Once the audio `contentStart` is open, you stream the microphone in. The docs are specific: **audio frames are approximately 32 ms each**, captured directly from the mic and sent immediately as `audioInput` events that reuse the same `contentName`. They should be streamed "in real-time as they're captured, maintaining the natural microphone sampling cadence" — don't batch them. **All audio frames share a single content container** until the conversation ends and it's explicitly closed.

    {
      "event": {
        "audioInput": {
          "promptName": "<uuid>",
          "contentName": "<uuid>",
          "content": "<base64EncodedAudioData>"
        }
      }
    }

The audio itself is **LPCM, 16-bit, mono** (`channelCount: 1`), base64-encoded, with `sampleRateHertz` of `8000`, `16000`, or `24000`. AWS's own console example captures the mic at **16 kHz in** and renders the model's voice at **24 kHz out** — input and output sample rates are configured independently.

## 05 · What the model streams back

Output is events too, arriving while the user is still mid-sentence. The ones you handle in the receive loop:

- **`textOutput`** — text transcription of the user's speech (ASR, role `USER`) *and* the model's text reply (role `ASSISTANT`), so you get a live transcript for free.
- **`audioOutput`** — base64 audio chunks for the spoken reply; decode and play them as they land.
- **`toolUse`** — a function-call request naming the tool and carrying a `toolUseId`.

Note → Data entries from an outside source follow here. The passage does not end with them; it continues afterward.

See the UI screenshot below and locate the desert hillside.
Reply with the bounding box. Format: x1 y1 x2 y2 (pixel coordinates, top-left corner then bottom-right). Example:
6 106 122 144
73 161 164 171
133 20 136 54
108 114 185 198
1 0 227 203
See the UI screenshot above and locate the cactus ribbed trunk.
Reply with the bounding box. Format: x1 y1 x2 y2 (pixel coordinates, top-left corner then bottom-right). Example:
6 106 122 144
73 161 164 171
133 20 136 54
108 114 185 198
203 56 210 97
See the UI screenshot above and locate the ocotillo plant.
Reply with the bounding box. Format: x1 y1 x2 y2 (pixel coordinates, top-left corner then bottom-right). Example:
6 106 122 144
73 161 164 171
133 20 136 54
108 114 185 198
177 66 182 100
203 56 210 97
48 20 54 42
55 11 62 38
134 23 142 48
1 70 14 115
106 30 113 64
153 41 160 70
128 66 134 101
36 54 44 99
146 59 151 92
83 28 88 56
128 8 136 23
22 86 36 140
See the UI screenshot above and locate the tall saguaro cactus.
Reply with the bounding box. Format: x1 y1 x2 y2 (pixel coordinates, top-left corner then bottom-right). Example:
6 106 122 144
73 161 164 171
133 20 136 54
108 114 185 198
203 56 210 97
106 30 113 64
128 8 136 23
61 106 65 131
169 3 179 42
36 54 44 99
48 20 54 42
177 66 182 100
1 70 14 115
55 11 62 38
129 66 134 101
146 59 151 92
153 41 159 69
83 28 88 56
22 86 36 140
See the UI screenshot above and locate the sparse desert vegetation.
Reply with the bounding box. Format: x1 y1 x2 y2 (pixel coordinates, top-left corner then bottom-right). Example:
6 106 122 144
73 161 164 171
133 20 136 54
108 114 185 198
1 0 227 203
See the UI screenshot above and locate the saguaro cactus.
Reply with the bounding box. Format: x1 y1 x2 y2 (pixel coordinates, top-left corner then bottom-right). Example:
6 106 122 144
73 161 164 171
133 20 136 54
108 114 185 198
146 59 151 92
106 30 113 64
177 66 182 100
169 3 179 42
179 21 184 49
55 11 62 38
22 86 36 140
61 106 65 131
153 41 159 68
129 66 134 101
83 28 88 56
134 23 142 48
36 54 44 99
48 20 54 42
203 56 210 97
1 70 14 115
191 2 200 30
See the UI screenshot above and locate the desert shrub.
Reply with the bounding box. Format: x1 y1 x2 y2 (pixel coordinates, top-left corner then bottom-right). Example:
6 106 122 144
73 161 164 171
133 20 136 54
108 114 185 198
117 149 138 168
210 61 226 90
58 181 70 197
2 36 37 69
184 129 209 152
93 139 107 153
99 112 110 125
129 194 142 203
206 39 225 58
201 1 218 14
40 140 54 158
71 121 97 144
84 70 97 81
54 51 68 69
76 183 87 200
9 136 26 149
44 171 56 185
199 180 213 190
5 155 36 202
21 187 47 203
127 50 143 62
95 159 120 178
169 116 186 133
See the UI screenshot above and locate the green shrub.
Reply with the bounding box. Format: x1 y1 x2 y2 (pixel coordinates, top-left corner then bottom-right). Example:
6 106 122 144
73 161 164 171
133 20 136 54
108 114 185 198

Two subtleties live in the output stream. A **barge-in** — the user talking over the model — is surfaced by the model sending a content notification; in the documented event schema it shows up as **`stopReason: "INTERRUPTED"`** on a text `contentEnd`, your cue to stop playback and yield the floor. (AWS's Python sample also watches for an `{ "interrupted" : true }` marker in the streamed text to flip its own barge-in flag.) And `contentStart` can carry an `additionalModelFields` flag with **`generationStage: SPECULATIVE`**, marking text the model is generating ahead of confirmation — the sample code uses it to decide whether to display assistant text yet.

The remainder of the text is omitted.